Diana Heijnerman.
door

UR | FLUX-werken

02/10/2014

De voorbereidingen voor de verhuizing naar Flux zijn in volle gang; de gangen van Potentiaal zijn gevuld met afgedankt papier en apparatuur. Een complete website is opgetuigd om de medewerkers door dit proces te loodsen.

Kees van Kooten zei eens: “Mensen met een pennenbakje of garage bewaren alles in hun pennenbakje of garage”. Evenzogoed bewaren mensen net zo lang alles tot alle beschikbare opslagruimte gevuld is. Dat doen ze thuis, maar ook op het werk. Ook wordt dat werk inzichtelijk gemaakt door het vormen van stapeltjes op het bureau. In Flux wordt de opslagruimte 1,5 meter boekenplank; dat wordt voor menigeen een uitdaging.
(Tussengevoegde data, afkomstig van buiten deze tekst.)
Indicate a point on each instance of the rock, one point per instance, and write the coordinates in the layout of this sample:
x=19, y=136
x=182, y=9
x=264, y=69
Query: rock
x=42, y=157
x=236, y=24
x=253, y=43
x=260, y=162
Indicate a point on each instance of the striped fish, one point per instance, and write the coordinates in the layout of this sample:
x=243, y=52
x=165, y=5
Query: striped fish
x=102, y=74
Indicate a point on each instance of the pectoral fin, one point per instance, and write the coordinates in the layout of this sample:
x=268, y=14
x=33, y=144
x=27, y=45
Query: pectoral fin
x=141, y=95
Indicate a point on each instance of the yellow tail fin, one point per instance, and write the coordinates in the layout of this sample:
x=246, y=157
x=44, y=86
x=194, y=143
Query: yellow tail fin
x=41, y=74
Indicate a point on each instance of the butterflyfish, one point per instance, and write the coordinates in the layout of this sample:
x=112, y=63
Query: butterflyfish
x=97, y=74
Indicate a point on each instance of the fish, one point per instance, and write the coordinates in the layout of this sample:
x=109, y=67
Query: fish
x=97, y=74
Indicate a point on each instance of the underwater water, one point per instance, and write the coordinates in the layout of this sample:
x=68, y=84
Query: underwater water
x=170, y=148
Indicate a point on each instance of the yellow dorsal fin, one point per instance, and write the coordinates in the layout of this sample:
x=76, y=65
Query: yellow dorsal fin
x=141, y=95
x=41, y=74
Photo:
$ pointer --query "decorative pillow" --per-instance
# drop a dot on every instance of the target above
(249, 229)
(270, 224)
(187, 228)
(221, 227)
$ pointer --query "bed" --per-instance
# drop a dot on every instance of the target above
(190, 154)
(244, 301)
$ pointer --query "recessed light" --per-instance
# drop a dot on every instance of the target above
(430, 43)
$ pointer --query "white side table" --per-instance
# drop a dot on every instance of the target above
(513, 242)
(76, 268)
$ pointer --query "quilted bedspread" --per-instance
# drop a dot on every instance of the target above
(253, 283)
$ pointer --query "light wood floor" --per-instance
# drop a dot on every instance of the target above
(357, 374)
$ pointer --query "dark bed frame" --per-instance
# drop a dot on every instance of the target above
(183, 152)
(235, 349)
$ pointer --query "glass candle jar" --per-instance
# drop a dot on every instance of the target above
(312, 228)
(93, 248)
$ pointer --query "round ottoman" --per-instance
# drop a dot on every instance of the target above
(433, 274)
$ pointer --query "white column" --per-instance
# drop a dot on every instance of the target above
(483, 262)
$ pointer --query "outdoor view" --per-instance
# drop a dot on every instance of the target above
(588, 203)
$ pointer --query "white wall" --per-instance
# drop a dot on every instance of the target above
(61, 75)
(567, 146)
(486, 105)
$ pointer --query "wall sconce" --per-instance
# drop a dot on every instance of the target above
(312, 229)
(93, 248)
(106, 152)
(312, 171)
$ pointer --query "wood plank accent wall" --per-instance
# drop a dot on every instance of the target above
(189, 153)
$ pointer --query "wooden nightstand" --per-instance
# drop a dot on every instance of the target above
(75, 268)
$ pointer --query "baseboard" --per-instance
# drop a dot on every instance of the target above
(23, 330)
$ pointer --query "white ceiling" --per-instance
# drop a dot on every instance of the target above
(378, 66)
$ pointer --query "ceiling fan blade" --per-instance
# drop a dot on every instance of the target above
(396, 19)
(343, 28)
Mensen willen graag een stukje ‘eigen’ in hun werkkamer, aan hun wand of op hun bureau. Als je enkele dagen per week met aandacht, concentratie en plezier je taak moet vervullen, wil je een zo prettig mogelijke omgeving, die je bij voorkeur zelf kunt creëren. Ook is het soms nodig om een papieren archief te hebben. Daar komt nu helaas een einde aan. Digitaliseren is het toverwoord.

Het FLUX-werken doet zijn intrede. Dat houdt in dat je creatiever moet omgaan met werkplekken en vergadermomenten: meerdere docenten zullen namelijk hun kamer gaan delen en deeltijders zullen een muntje moeten opgooien om te bepalen wie op welke dag terecht kan op de flexwerkplek. Je even afzonderen om na te denken zal voortaan op ‘het kleinste kamertje’ dienen te gebeuren. Overleggen met collega’s, al dan niet over werkgerelateerde zaken, mag met mooi weer buiten en met slecht weer in de supermarkt?

Een pennenbakje raakt vol. Een garage ook. Flux lijkt al vol voordat het in gebruik genomen gaat worden. In mijn werkomgeving ervaar ik dat dit mensen zorgen baart. In januari zullen we gaan ervaren wat FLUX-werken is. Tenslotte: the proof of the pudding is in the eating.